TitleCumulus: An Open Source Storage Cloud for Science
Publication TypeConference Paper
Year of Publication2011
AuthorsBresnahan, J, LaBissoniere, D, Freeman, T, Keahey, K
Conference Name2nd Workshop on Scientific Cloud Computing (ScienceCloud 2011)
Conference LocationSan Jose, CA
Other NumbersANL/MCS-P1854-0311
AbstractAmazon’s S3 protocol has emerged as the de facto interface for storage in the commercial data cloud. However, it is closed source and unavailable to the numerous science data centers all over the country. Just as Amazon's Simple Storage Service (S3) provides reliable data cloud access to commercial users, scientific data centers must provide their users with a similar level of service.

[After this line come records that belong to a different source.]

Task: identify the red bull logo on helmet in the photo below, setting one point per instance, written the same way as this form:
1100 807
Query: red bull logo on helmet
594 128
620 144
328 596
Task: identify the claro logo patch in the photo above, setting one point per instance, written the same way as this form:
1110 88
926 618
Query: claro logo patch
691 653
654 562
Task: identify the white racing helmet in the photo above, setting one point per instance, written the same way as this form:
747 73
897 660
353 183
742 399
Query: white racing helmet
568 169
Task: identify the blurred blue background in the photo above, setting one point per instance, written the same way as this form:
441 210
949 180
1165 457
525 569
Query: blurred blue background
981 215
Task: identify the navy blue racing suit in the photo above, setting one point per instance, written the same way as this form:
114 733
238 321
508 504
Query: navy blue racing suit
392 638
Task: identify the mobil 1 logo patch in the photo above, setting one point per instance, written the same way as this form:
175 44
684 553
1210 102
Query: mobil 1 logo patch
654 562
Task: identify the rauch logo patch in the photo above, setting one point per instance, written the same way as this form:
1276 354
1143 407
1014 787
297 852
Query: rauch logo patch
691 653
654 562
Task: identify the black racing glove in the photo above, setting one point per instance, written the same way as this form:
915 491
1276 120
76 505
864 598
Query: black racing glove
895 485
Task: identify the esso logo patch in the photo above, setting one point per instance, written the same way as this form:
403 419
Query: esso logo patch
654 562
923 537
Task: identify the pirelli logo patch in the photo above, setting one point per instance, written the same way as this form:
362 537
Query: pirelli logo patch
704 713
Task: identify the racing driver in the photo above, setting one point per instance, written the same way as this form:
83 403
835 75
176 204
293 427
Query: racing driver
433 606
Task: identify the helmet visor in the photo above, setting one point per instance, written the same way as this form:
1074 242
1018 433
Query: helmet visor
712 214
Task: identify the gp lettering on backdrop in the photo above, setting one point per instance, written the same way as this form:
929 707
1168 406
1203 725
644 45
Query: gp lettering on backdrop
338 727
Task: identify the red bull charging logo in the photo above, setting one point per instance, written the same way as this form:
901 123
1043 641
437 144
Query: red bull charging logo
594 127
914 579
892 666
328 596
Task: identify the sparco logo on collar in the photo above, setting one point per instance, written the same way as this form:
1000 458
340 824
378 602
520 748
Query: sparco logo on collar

Ideally scientific data centers could allow the use of the same clients and protocols that have proven effective to Amazon's users. But how well does the S3 REST interface compare with the data cloud transfer services used in today's computational centers? Does it have the features needed to support the scientific community? If not, can it be extended to include these features without loss of compatibility? Can it scale and distribute resources equally when presented with common scientific the usage patterns? We address these questions by presenting Cumulus, an open source implementation of the Amazon S3 REST API. It is packaged with the Nimbus IaaS toolkit and provides scalable and reliable access to scientific data. Its performance compares favorably with that of GridFTP and SCP, and we have added features necessary to support the econometrics important to the scientific community.